The Australian government's victory now exposes BAT, along with Japan's Tobacco International (JTI) and Imperial Tobacco to similar laws across the world. Britain, Canada, New Zealand, China, France, India, South Africa, Norway and Uruguay are already considering implementing the plain packaging measures.
Southern Africa Customs Union (SACU) member states intend to adopt the generic Tobacco Products Control Act of South Africa that is in line with the World Health Organisation (WHO)'s pressure on the use of tobacco products, through the Framework Convention on Tobacco Control. BAT has been saying the proposed branding would exacerbate the illegal tobacco trade in Namibia where about 225 000 cigarettes are illegally sold every day.
BAT has a market share of about 85 percent of the Namibian tobacco market, selling just over 330 million cigarettes every year in the country. Namibians are said to smoke 75 000 packs of 20 cigarettes each per day or an equivalent of 1.5 million cigarettes each day. The court ruling in Australia makes Australia the first country in the world where cigarettes are sold in drab, olive coloured packets with graphic health warnings and no logos.
In Namibia the number of smokers has increased with most smokers being young women. Figures provided by the health ministry in mid-2010 singled out the Hardap Region, where most women smoke more than the estimated average for women smokers globally.
Two specific regions, Omaheke and Hardap, are said to have the highest average number of women smokers. In the Hardap Region, the average is 24 percent, which the health ministry says tops the list of women smokers countrywide. Interestingly, that average percentage also exceeds the estimated number of women smokers worldwide, which is estimated at 20 percent of the total number of smokers.
The health ministry is concerned that the number of young smokers could increase as tobacco companies capitalise on marketing opportunities that become available to entice new smokers.
The Tobacco Products Control Act of 2010 also mandates the establishment of a fund from levies on sales of tobacco and other sources.

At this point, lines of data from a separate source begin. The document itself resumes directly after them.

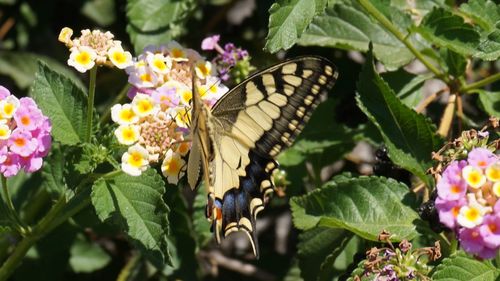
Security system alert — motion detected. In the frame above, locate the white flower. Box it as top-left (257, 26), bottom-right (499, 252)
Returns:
top-left (0, 95), bottom-right (20, 119)
top-left (161, 149), bottom-right (186, 184)
top-left (108, 46), bottom-right (133, 69)
top-left (122, 144), bottom-right (149, 176)
top-left (68, 46), bottom-right (97, 73)
top-left (111, 103), bottom-right (139, 125)
top-left (132, 94), bottom-right (160, 117)
top-left (115, 125), bottom-right (141, 145)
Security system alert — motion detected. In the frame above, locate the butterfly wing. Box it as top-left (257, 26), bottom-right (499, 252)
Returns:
top-left (205, 56), bottom-right (338, 256)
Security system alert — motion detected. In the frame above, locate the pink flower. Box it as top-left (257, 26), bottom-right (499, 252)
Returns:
top-left (201, 35), bottom-right (220, 51)
top-left (0, 86), bottom-right (10, 100)
top-left (435, 197), bottom-right (467, 229)
top-left (437, 177), bottom-right (467, 200)
top-left (8, 129), bottom-right (38, 157)
top-left (0, 152), bottom-right (21, 177)
top-left (467, 147), bottom-right (498, 169)
top-left (479, 214), bottom-right (500, 248)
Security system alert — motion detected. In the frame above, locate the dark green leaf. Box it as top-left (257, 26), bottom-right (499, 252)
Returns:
top-left (475, 90), bottom-right (500, 117)
top-left (82, 0), bottom-right (116, 26)
top-left (127, 0), bottom-right (196, 53)
top-left (91, 169), bottom-right (171, 268)
top-left (31, 62), bottom-right (87, 145)
top-left (290, 176), bottom-right (419, 238)
top-left (460, 0), bottom-right (500, 32)
top-left (297, 227), bottom-right (352, 281)
top-left (264, 0), bottom-right (326, 53)
top-left (69, 235), bottom-right (111, 273)
top-left (381, 68), bottom-right (432, 108)
top-left (0, 51), bottom-right (84, 89)
top-left (299, 1), bottom-right (414, 69)
top-left (432, 252), bottom-right (500, 281)
top-left (415, 8), bottom-right (480, 56)
top-left (356, 47), bottom-right (441, 186)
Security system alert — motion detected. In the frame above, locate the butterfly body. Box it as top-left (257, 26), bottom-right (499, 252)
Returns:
top-left (188, 56), bottom-right (338, 256)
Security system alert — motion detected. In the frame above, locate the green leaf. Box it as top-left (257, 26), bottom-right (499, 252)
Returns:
top-left (460, 0), bottom-right (500, 32)
top-left (381, 68), bottom-right (433, 108)
top-left (299, 1), bottom-right (414, 69)
top-left (415, 8), bottom-right (480, 56)
top-left (432, 252), bottom-right (500, 281)
top-left (290, 176), bottom-right (419, 241)
top-left (356, 47), bottom-right (441, 186)
top-left (42, 147), bottom-right (68, 198)
top-left (297, 227), bottom-right (352, 281)
top-left (127, 0), bottom-right (196, 53)
top-left (82, 0), bottom-right (116, 26)
top-left (69, 235), bottom-right (111, 273)
top-left (475, 90), bottom-right (500, 117)
top-left (31, 62), bottom-right (87, 145)
top-left (192, 184), bottom-right (214, 248)
top-left (91, 169), bottom-right (171, 268)
top-left (0, 51), bottom-right (84, 89)
top-left (264, 0), bottom-right (326, 53)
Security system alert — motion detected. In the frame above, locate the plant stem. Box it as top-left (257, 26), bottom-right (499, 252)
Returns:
top-left (438, 94), bottom-right (457, 137)
top-left (459, 73), bottom-right (500, 93)
top-left (99, 84), bottom-right (130, 125)
top-left (358, 0), bottom-right (450, 84)
top-left (85, 66), bottom-right (97, 142)
top-left (0, 175), bottom-right (27, 232)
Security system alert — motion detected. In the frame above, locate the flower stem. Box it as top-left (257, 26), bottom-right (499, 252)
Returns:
top-left (1, 175), bottom-right (27, 232)
top-left (358, 0), bottom-right (450, 83)
top-left (85, 66), bottom-right (97, 142)
top-left (459, 73), bottom-right (500, 93)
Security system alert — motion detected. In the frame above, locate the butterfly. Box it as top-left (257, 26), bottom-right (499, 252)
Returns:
top-left (187, 56), bottom-right (338, 257)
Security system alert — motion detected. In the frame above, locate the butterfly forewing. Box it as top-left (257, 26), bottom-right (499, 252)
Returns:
top-left (193, 57), bottom-right (337, 255)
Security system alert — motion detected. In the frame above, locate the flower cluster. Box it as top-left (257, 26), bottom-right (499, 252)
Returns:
top-left (0, 86), bottom-right (52, 177)
top-left (201, 35), bottom-right (254, 83)
top-left (436, 147), bottom-right (500, 258)
top-left (111, 42), bottom-right (228, 184)
top-left (59, 27), bottom-right (132, 73)
top-left (353, 231), bottom-right (441, 281)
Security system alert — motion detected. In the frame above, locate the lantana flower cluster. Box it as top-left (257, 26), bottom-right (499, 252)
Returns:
top-left (0, 86), bottom-right (52, 177)
top-left (353, 231), bottom-right (441, 281)
top-left (59, 27), bottom-right (132, 73)
top-left (201, 35), bottom-right (254, 83)
top-left (111, 42), bottom-right (228, 184)
top-left (435, 147), bottom-right (500, 259)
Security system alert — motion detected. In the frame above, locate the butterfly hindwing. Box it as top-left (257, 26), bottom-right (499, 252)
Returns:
top-left (193, 57), bottom-right (337, 256)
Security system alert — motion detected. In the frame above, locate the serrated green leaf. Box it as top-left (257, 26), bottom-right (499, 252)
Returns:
top-left (264, 0), bottom-right (326, 53)
top-left (31, 62), bottom-right (87, 145)
top-left (69, 235), bottom-right (111, 273)
top-left (290, 176), bottom-right (419, 238)
top-left (381, 68), bottom-right (432, 108)
top-left (82, 0), bottom-right (116, 26)
top-left (0, 51), bottom-right (84, 89)
top-left (475, 90), bottom-right (500, 117)
top-left (127, 0), bottom-right (196, 53)
top-left (460, 0), bottom-right (500, 32)
top-left (91, 169), bottom-right (171, 268)
top-left (299, 3), bottom-right (414, 69)
top-left (415, 8), bottom-right (481, 56)
top-left (297, 227), bottom-right (352, 281)
top-left (356, 47), bottom-right (441, 186)
top-left (432, 252), bottom-right (500, 281)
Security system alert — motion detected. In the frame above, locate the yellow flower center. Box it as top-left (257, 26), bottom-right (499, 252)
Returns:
top-left (75, 52), bottom-right (91, 65)
top-left (128, 151), bottom-right (143, 167)
top-left (113, 52), bottom-right (127, 63)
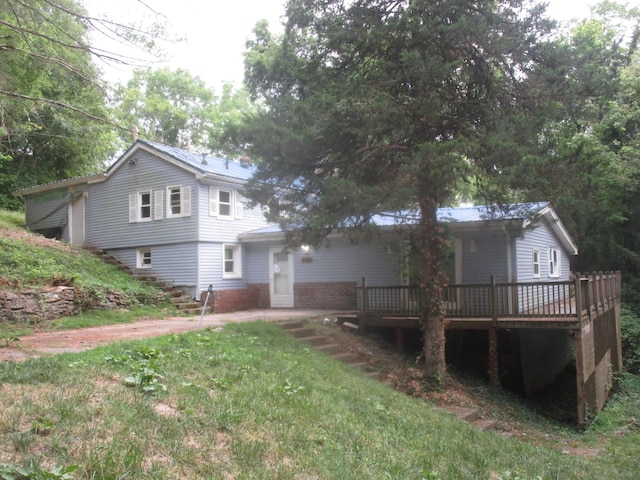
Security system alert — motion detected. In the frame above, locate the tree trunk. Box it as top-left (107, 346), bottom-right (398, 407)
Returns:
top-left (420, 194), bottom-right (447, 380)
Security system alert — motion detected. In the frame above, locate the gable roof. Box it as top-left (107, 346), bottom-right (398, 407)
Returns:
top-left (14, 140), bottom-right (255, 196)
top-left (240, 202), bottom-right (578, 255)
top-left (105, 140), bottom-right (255, 182)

The fund would partly use the money to pay for treatment of tobacco-related illnesses. The new proposed packaging features graphic pictures depicting the ill health associated with smoking.
These range from stained teeth, throat cancer to damaged lungs and breast cancer with appropriate warnings underneath the picture. If the new legislation is implemented fully there would be a total blackout on advertising, promotion and any public relations activities around tobacco products or companies whose names are directly associated with tobacco products.